Звездный билет (сборник)
Шрифт:
— Ты… ты… — шептала она, — тебе бы только мучить… Я так обрадовалась из-за апельсина, а ты… С тобой нельзя… И очень хорошо, что у нас ничего не будет. Иди к черту!
Я поцеловал ее в лоб, получил еще раз по щеке и стал спускаться. Идиот, вспомнил про туфельки! Это было в тот вечер, когда к нам приезжала эстрада. Я крутился тогда вокруг певицы, а Катя пошла к Сергею танцевать. Кретин, как я мог подумать такое?

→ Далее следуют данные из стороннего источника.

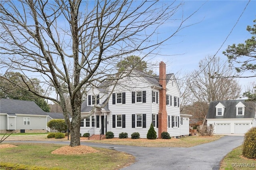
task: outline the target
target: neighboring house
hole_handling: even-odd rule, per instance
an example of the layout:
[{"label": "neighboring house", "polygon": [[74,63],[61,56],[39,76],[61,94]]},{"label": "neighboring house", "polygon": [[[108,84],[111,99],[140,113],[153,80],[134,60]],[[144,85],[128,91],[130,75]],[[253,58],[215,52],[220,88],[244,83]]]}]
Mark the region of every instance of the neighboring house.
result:
[{"label": "neighboring house", "polygon": [[0,99],[0,131],[46,132],[47,115],[34,102]]},{"label": "neighboring house", "polygon": [[213,126],[216,134],[243,134],[256,127],[256,106],[244,100],[211,101],[207,125]]},{"label": "neighboring house", "polygon": [[[62,113],[46,112],[46,114],[48,115],[48,117],[46,118],[46,123],[52,119],[64,119],[64,115]],[[71,117],[69,116],[69,117],[70,120]],[[49,132],[58,132],[58,130],[56,130],[52,129],[48,127],[47,127],[47,131]]]},{"label": "neighboring house", "polygon": [[[191,115],[180,114],[180,92],[174,74],[166,75],[166,69],[161,62],[159,76],[133,70],[119,81],[113,91],[111,86],[90,89],[81,107],[81,116],[88,117],[81,122],[80,133],[90,130],[90,134],[106,134],[112,131],[118,137],[124,132],[130,137],[136,132],[141,138],[146,138],[152,123],[158,138],[164,131],[172,136],[188,135]],[[104,107],[91,113],[96,105]]]}]

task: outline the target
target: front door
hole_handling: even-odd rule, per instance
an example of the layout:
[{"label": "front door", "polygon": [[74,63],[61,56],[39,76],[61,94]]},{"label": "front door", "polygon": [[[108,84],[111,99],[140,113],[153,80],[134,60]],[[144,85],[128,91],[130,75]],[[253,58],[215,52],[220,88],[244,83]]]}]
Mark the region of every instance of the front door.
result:
[{"label": "front door", "polygon": [[101,134],[104,134],[104,116],[101,116]]}]

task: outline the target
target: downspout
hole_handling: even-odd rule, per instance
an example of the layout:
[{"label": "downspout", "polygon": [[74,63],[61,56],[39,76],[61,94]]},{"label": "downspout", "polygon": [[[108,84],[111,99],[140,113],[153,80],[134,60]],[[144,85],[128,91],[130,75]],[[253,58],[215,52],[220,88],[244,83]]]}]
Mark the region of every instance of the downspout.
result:
[{"label": "downspout", "polygon": [[151,117],[151,123],[153,123],[153,120],[152,120],[152,114],[153,114],[153,113],[152,113],[152,91],[154,90],[154,89],[155,88],[155,87],[156,87],[155,86],[154,86],[154,87],[153,87],[153,89],[152,89],[152,90],[151,90],[151,91],[150,91],[150,117]]}]

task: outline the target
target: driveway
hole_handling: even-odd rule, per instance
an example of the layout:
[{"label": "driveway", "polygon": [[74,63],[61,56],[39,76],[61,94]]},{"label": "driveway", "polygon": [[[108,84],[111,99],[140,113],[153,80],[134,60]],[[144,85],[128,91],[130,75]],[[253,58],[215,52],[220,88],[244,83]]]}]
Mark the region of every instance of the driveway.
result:
[{"label": "driveway", "polygon": [[[210,143],[190,148],[154,148],[83,142],[81,144],[115,149],[135,156],[137,161],[122,169],[124,170],[218,170],[224,156],[241,145],[243,141],[242,136],[226,136]],[[69,144],[69,141],[27,142]]]}]

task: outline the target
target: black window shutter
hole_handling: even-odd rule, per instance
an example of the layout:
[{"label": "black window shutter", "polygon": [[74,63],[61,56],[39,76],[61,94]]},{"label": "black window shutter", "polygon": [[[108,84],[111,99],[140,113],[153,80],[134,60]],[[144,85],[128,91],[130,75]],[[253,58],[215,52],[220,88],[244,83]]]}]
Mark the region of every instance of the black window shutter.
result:
[{"label": "black window shutter", "polygon": [[122,127],[125,128],[125,115],[122,115]]},{"label": "black window shutter", "polygon": [[100,104],[100,95],[97,95],[97,104]]},{"label": "black window shutter", "polygon": [[112,115],[112,127],[113,128],[116,127],[116,115]]},{"label": "black window shutter", "polygon": [[172,116],[172,127],[173,127],[174,126],[174,117]]},{"label": "black window shutter", "polygon": [[91,105],[91,95],[89,95],[88,96],[88,105]]},{"label": "black window shutter", "polygon": [[156,103],[158,103],[158,92],[156,92]]},{"label": "black window shutter", "polygon": [[180,107],[180,98],[178,98],[178,107]]},{"label": "black window shutter", "polygon": [[116,104],[116,93],[112,94],[112,104]]},{"label": "black window shutter", "polygon": [[142,114],[142,128],[146,128],[146,114]]},{"label": "black window shutter", "polygon": [[100,116],[98,115],[96,116],[96,127],[100,127]]},{"label": "black window shutter", "polygon": [[156,115],[156,127],[158,127],[158,115]]},{"label": "black window shutter", "polygon": [[135,103],[135,92],[132,91],[132,103]]},{"label": "black window shutter", "polygon": [[122,94],[122,104],[125,104],[125,92],[124,92]]},{"label": "black window shutter", "polygon": [[132,115],[132,127],[135,128],[135,115]]},{"label": "black window shutter", "polygon": [[142,91],[142,103],[146,103],[146,91]]},{"label": "black window shutter", "polygon": [[172,96],[170,95],[170,105],[172,105]]},{"label": "black window shutter", "polygon": [[180,117],[178,117],[178,127],[180,127]]}]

Во дворе я увидел, что Сергей уже вывел мотоцикл и стоит возле него, огромный и молчаливый, как статуя командора.
3. Герман Ковалев
Кают-компания была завалена мешками с картошкой. Их еще не успели перенести в трюм. Мы сидели на мешках и ели гуляш. Дед рассказывал о том случае со сто седьмым, когда он в Олюторском заливе ушел от отряда, взял больше всех сельди, а потом сел на
— Когда же это было? — почесал в затылке чиф.
— В пятьдесят восьмом, по-моему, — сказал Боря. — Точно, в пятьдесят восьмом. Или в пятьдесят девятом.
— Это было в тот год, когда в Северо-Курильск привозили арбузы, — сказал боцман.
— Значит, в пятьдесят восьмом, — сказал Иван.
— Нет, арбузы были в пятьдесят девятом.
— Помню, я съел сразу два, — мечтательно сказал Боря, — а парочку еще оставил на утро, увесистых.
— Арбузы утром — это хорошо. Прочищает, — сказал боцман.
— А я, товарищи, не поверите, восемь штук тогда умял… — Иван бессовестно вытаращил глаза. Чиф толкнул лампу, и она закачалась. У нас всегда начинают раскачивать лампу, когда кто-нибудь «травит».
Качающаяся по стенам тень Ивана с открытым ртом и всклокоченными вихрами была очень смешной.
— Имел бы совесть, Иван, — сказал стармех, — всем ведь только по четыре штучки давали.
— Не знаете, дед, так и не смейтесь, — обиженно засопел Иван. — Если хотите знать, мне Зина с заднего хода четыре штуки вынесла.
— Да, арбузы были неплохие, — сказал Боря. — Сахаристые.
— Разве то были арбузы! — воскликнул чиф. — Не знаете вы, мальчики, настоящих арбузов! Вот у нас в Саратове арбузы — это арбузы.
— Сто седьмой в пятьдесят девятом сел на камни, — сказал я.
Все непонимающе посмотрели на меня, а потом вспомнили, с чего начался спор.
— Почему ты так решил, Гера? — спросил боцман.
— Это было в тот год, когда я к вам попал.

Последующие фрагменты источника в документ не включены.